For the last 50 years, he owned and operated — equal accent on both — Sorrento’s Italian Market on South Sepulveda Boulevard, with his long seriously ailing wife Ursula, and sometimes with his son Albert Jr., known commonly as Junior.

For all of his life that was happily lived on the business end of a spotlight, much action took place far from view. He was said to have owned close to 100 working ranches in the Central Valley, and for many years, he tirelessly drove his faithful van back and forth, logging hundreds of miles every week.

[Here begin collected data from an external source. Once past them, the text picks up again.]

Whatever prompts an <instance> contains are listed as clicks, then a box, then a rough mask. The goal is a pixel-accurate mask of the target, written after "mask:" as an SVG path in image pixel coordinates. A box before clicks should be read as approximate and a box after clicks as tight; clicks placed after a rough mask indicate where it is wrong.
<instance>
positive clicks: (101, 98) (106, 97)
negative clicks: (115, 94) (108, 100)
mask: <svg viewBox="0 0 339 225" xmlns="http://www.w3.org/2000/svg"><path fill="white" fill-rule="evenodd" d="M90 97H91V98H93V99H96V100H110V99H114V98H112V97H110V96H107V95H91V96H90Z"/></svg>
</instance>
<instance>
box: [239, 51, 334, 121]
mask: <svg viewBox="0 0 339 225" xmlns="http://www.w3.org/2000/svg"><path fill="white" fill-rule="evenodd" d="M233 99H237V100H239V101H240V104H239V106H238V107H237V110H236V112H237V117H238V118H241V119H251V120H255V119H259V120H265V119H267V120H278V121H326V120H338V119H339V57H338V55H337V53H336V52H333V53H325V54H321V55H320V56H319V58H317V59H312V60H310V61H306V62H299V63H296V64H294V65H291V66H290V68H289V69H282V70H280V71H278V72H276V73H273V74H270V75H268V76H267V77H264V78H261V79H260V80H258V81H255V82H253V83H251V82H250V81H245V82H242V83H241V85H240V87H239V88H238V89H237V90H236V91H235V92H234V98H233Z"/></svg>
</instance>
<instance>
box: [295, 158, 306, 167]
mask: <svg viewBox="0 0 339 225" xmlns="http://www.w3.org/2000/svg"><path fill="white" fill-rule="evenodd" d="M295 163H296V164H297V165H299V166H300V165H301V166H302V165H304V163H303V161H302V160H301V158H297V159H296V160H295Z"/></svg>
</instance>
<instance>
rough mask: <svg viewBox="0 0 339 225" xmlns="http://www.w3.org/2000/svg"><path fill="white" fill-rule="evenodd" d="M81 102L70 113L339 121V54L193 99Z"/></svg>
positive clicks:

Inarguably Culver City’s most prominent entrepreneur, especially the past two decades, Mr. Vera, a property owner of vast holdings, a volatile and extraordinary politician in his later years, ostensibly a kingmaker, linked by varying degrees to celebrities, he strode back and forth across Culver City, beginning in the 1990s, leaving enormous footprints and churning emotions. As often as he infused awestruck admirers with ballooning pride, he also left behind hurt feelings that endured for years..

Wherever he moved, controversy was a constant companion, particularly in his closing years, down to his concluding minutes. He was scheduled to appear in court tomorrow morning on a charge of brandishing a gun during a business dispute on Friday, April 16.

His volatility was legendary, in business and in his mercurial political career, when he served on the City Council and terms as mayor of Culver City. He is remembered for storming off the dais in Council Chambers in a rage, and he is remembered by the most ordinary citizens for unaccountably spectacular generosity.

Surely, at his direction, Sorrento’s has donated tons of sandwiches to worthy organizations across Culver City.

He was the man who was not supposed to die, so much power and influence were attributed him, lovingly by his legion of admirers, angrily by a sizable army of critics, just as stout and inflexible in their feelings.

Mr. Vera knew tragedy, the loss of one son and the spotty survival of the other son who has battled drugs. Junior is widely liked in the community. Ursula, his partner in marriage, for nearly a lifetime has been the attractive, personable lady behind the counter. Possibly she is the most popular member of the high profile family, amazingly surviving, even though her health has been in steep decline and fragile for at least 6 1/2 years.